Cutler, who lacks the snooty, arrogant and otherwise megalomanic characteristics you might expect from the owner of one of the country's better hair salons (mainly, he's an excellent listener), started out as a football player in his native Australia. He was looking for a way to earn money while doing sports, and fell into haircutting. Beautiful women whisk around us as we talk, and you can almost see their hearts skip a beat when they look at him. That's a trope, I expect, in the hair world: the manly, sexy, down-to-earth jock who knows his way around a pair of scissors and a hairbrush.

He shows me a Polaroid of the style he gave the models in designer Angel Sanchez's recent show. Since Sanchez is known for his ubersleek, uberglamorous, impeccably constructed gowns, Cutler did the opposite. This meant simple, edgy, messy, spiky deconstructed chignons. There was, apparently, a lot of moving tiny pieces of hair around, and precise shifting of small locks of hair a millimeter at a time. It is soul-destroying to learn that it takes four hours to achieve the perfect messy, airy bun.

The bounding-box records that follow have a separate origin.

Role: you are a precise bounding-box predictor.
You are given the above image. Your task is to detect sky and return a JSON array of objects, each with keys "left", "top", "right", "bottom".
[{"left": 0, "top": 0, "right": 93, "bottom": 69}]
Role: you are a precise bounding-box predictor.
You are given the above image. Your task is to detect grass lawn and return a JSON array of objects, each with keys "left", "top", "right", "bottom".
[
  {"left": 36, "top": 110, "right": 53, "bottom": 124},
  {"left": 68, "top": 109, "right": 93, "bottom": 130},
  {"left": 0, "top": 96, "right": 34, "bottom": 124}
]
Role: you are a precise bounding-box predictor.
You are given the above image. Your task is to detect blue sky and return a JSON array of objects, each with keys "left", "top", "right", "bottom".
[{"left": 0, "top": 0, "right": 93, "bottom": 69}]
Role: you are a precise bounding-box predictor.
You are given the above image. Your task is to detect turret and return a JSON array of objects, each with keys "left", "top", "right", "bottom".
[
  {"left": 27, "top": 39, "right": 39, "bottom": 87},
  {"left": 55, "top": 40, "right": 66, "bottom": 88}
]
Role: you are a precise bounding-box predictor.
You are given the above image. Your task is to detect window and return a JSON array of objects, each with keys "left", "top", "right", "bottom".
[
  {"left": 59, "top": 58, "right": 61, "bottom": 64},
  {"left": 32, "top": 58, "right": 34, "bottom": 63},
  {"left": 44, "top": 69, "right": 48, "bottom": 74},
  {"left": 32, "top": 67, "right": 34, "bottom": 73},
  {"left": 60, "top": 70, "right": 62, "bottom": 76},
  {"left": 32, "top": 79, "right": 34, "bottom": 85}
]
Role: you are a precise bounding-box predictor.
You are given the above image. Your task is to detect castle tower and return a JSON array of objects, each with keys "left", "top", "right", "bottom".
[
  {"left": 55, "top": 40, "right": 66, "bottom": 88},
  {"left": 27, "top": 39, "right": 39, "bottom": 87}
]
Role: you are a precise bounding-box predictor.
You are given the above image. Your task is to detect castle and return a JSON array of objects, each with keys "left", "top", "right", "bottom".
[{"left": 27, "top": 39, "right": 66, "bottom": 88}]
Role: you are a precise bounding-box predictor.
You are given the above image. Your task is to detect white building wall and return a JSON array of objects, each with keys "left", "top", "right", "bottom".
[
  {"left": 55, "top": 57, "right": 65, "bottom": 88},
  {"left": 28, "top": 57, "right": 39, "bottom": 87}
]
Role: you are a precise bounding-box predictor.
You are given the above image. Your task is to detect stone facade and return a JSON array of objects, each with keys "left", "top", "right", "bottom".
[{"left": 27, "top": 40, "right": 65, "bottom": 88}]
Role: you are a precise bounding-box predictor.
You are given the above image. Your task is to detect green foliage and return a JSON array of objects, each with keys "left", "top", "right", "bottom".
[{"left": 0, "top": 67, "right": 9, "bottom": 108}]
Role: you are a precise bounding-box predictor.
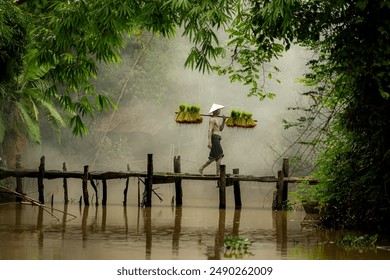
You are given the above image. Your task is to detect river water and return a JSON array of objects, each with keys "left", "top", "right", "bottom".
[{"left": 0, "top": 180, "right": 390, "bottom": 260}]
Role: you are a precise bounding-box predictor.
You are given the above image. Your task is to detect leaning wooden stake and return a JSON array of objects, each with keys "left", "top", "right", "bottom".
[
  {"left": 123, "top": 164, "right": 130, "bottom": 206},
  {"left": 233, "top": 168, "right": 242, "bottom": 209},
  {"left": 38, "top": 156, "right": 45, "bottom": 204},
  {"left": 62, "top": 162, "right": 69, "bottom": 204},
  {"left": 83, "top": 165, "right": 89, "bottom": 206},
  {"left": 145, "top": 154, "right": 153, "bottom": 207},
  {"left": 0, "top": 186, "right": 77, "bottom": 221},
  {"left": 16, "top": 155, "right": 23, "bottom": 202},
  {"left": 173, "top": 156, "right": 183, "bottom": 206},
  {"left": 89, "top": 177, "right": 99, "bottom": 206},
  {"left": 282, "top": 158, "right": 290, "bottom": 206},
  {"left": 102, "top": 179, "right": 107, "bottom": 206},
  {"left": 274, "top": 170, "right": 284, "bottom": 210},
  {"left": 219, "top": 165, "right": 226, "bottom": 209}
]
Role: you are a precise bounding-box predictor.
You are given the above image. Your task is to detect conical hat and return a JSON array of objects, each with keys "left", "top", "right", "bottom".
[{"left": 209, "top": 103, "right": 225, "bottom": 114}]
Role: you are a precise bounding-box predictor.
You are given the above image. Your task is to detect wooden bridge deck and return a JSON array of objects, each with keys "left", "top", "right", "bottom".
[
  {"left": 0, "top": 168, "right": 318, "bottom": 184},
  {"left": 0, "top": 154, "right": 318, "bottom": 210}
]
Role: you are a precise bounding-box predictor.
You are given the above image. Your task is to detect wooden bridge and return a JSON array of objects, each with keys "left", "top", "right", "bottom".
[{"left": 0, "top": 154, "right": 318, "bottom": 210}]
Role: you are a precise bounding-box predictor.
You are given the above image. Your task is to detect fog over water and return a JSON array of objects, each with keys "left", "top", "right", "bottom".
[{"left": 23, "top": 34, "right": 308, "bottom": 206}]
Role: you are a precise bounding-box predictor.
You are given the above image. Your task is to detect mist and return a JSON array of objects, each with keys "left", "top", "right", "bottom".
[{"left": 23, "top": 34, "right": 308, "bottom": 206}]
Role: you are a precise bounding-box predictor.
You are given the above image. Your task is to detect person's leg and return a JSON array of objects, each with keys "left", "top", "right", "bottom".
[
  {"left": 198, "top": 159, "right": 214, "bottom": 175},
  {"left": 215, "top": 157, "right": 222, "bottom": 176}
]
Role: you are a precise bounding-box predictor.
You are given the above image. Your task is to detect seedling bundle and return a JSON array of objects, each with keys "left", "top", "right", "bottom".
[
  {"left": 176, "top": 104, "right": 203, "bottom": 123},
  {"left": 176, "top": 104, "right": 256, "bottom": 128},
  {"left": 226, "top": 110, "right": 256, "bottom": 128}
]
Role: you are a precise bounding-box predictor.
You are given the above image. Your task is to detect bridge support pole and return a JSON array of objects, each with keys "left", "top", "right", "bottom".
[
  {"left": 173, "top": 156, "right": 183, "bottom": 206},
  {"left": 219, "top": 165, "right": 226, "bottom": 209},
  {"left": 62, "top": 162, "right": 69, "bottom": 204},
  {"left": 145, "top": 154, "right": 153, "bottom": 207},
  {"left": 15, "top": 155, "right": 23, "bottom": 202},
  {"left": 102, "top": 179, "right": 107, "bottom": 206},
  {"left": 38, "top": 156, "right": 45, "bottom": 204},
  {"left": 233, "top": 168, "right": 242, "bottom": 209},
  {"left": 282, "top": 158, "right": 290, "bottom": 205},
  {"left": 82, "top": 165, "right": 89, "bottom": 206}
]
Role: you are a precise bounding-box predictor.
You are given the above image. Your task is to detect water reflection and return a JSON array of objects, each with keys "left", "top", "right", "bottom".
[{"left": 0, "top": 204, "right": 390, "bottom": 260}]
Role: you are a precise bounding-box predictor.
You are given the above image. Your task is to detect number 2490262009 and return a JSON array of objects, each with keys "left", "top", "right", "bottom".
[{"left": 210, "top": 266, "right": 273, "bottom": 276}]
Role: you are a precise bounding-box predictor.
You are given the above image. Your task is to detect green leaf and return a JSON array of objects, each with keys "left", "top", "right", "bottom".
[{"left": 15, "top": 102, "right": 41, "bottom": 144}]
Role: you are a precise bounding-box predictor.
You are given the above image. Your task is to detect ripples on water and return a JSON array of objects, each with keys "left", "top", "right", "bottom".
[{"left": 0, "top": 183, "right": 390, "bottom": 260}]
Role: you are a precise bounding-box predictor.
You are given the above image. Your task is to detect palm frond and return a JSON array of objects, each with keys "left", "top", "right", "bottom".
[{"left": 15, "top": 102, "right": 41, "bottom": 144}]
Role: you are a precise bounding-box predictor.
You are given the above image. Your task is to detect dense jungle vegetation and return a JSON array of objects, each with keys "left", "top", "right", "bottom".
[{"left": 0, "top": 0, "right": 390, "bottom": 231}]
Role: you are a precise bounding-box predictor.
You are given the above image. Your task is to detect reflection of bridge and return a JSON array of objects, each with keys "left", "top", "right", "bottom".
[
  {"left": 0, "top": 154, "right": 318, "bottom": 210},
  {"left": 8, "top": 205, "right": 291, "bottom": 260}
]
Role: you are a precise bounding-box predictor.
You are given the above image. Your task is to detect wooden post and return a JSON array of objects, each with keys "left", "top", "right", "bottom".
[
  {"left": 173, "top": 156, "right": 183, "bottom": 206},
  {"left": 102, "top": 179, "right": 107, "bottom": 206},
  {"left": 137, "top": 177, "right": 141, "bottom": 207},
  {"left": 82, "top": 165, "right": 89, "bottom": 206},
  {"left": 89, "top": 177, "right": 99, "bottom": 206},
  {"left": 282, "top": 158, "right": 290, "bottom": 206},
  {"left": 145, "top": 154, "right": 153, "bottom": 207},
  {"left": 62, "top": 162, "right": 69, "bottom": 204},
  {"left": 38, "top": 156, "right": 45, "bottom": 204},
  {"left": 219, "top": 165, "right": 226, "bottom": 209},
  {"left": 233, "top": 168, "right": 242, "bottom": 209},
  {"left": 15, "top": 155, "right": 23, "bottom": 202},
  {"left": 123, "top": 164, "right": 130, "bottom": 206},
  {"left": 274, "top": 170, "right": 284, "bottom": 210}
]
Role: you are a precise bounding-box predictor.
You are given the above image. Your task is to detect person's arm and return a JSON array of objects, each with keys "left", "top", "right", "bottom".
[
  {"left": 207, "top": 118, "right": 215, "bottom": 149},
  {"left": 219, "top": 116, "right": 226, "bottom": 131}
]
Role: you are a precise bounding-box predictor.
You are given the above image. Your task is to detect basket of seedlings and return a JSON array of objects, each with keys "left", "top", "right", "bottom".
[
  {"left": 226, "top": 110, "right": 256, "bottom": 128},
  {"left": 176, "top": 104, "right": 203, "bottom": 124}
]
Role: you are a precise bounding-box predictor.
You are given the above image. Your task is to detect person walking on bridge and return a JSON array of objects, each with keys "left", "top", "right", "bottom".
[{"left": 198, "top": 103, "right": 226, "bottom": 176}]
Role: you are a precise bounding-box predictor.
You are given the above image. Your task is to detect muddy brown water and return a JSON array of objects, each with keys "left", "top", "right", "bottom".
[{"left": 0, "top": 182, "right": 390, "bottom": 260}]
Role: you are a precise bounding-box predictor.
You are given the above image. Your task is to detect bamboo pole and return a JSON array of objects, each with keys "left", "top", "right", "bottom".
[
  {"left": 282, "top": 157, "right": 290, "bottom": 205},
  {"left": 219, "top": 164, "right": 226, "bottom": 209},
  {"left": 62, "top": 162, "right": 69, "bottom": 204},
  {"left": 102, "top": 180, "right": 107, "bottom": 206},
  {"left": 275, "top": 170, "right": 284, "bottom": 210},
  {"left": 123, "top": 164, "right": 130, "bottom": 206},
  {"left": 0, "top": 186, "right": 77, "bottom": 221},
  {"left": 16, "top": 155, "right": 23, "bottom": 202},
  {"left": 89, "top": 177, "right": 99, "bottom": 206},
  {"left": 233, "top": 168, "right": 242, "bottom": 209},
  {"left": 145, "top": 154, "right": 153, "bottom": 207},
  {"left": 38, "top": 156, "right": 45, "bottom": 204},
  {"left": 173, "top": 156, "right": 183, "bottom": 206},
  {"left": 82, "top": 165, "right": 89, "bottom": 206}
]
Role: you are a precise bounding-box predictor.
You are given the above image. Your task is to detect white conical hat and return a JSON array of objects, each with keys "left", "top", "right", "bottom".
[{"left": 209, "top": 103, "right": 225, "bottom": 114}]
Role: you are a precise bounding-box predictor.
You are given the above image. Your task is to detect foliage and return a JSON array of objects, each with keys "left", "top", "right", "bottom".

What else: Lots of people are cutting their hair off right now. Cutler finds this exciting. “And they're getting bangs. Bangs are obviously an exciting way to reinvent long hair.”

Cutler, who recently cut Rachael Ray's hair and who will be doing Tia Carrere's hair for the Grammys (messy, airy, sexy, most likely), also did the hair for the girl on Bravo TV's Make Me a Supermodel – you know, the girl who used to have a bob? It was Cutler who debobbed her in favor of a soft pixie cut. It's not that he's antibob; quite the contrary. “The bob is classic. It's been around since Cleopatra. But it depends on how you reintroduce it. There's a critical difference between soccer mom and sexy modern soccer mom.” Yet women, he says, are scared to do this because of men.

Even in these enlightened, post-Louise Brooks times?

“Yes. Men love long hair. As long as men are on the planet, women will not cut their hair.”

Doing hair renders one vulnerable, Cutler says. You feel great. You feel lousy. It all depends on how the hair turns out. You never feel like you've got it or you completely understand it. The best hair people, he's learned, are the ones who have good judgment. “When they can go into a situation and just decide on the spot that it needs to be a ponytail? That's the sign of greatness. It's not simply 'Can you do it?' but 'Should you do it.'”

The final word on the Grammys comes not from Cutler, who has gone to Australia, but from Jenny Balding, the tall, beautiful Scottish lead stylist in Cutler's employ. Via phone from her couch in New York, she considers the hair back here in L.A. on the red carpet. There were long, glamorous 1940s curls, with deep side parts, completely different from the long, glamorous, beachy, carefree, casual Giselle curls of yore. Balding, who did the hair of the Foo Fighters' keyboardist – he came to her with a mullet and left for the awards with a disheveled, lived-in, not-too-coifed masterpiece – liked Rihanna's short, almost faux-hawk chop. But her favorite was Beyonce's long bob. It was “sort of flat on top with volume underneath and brushed out with a little wave on the end,” she says. “Amazing. It was very next-new-thing.”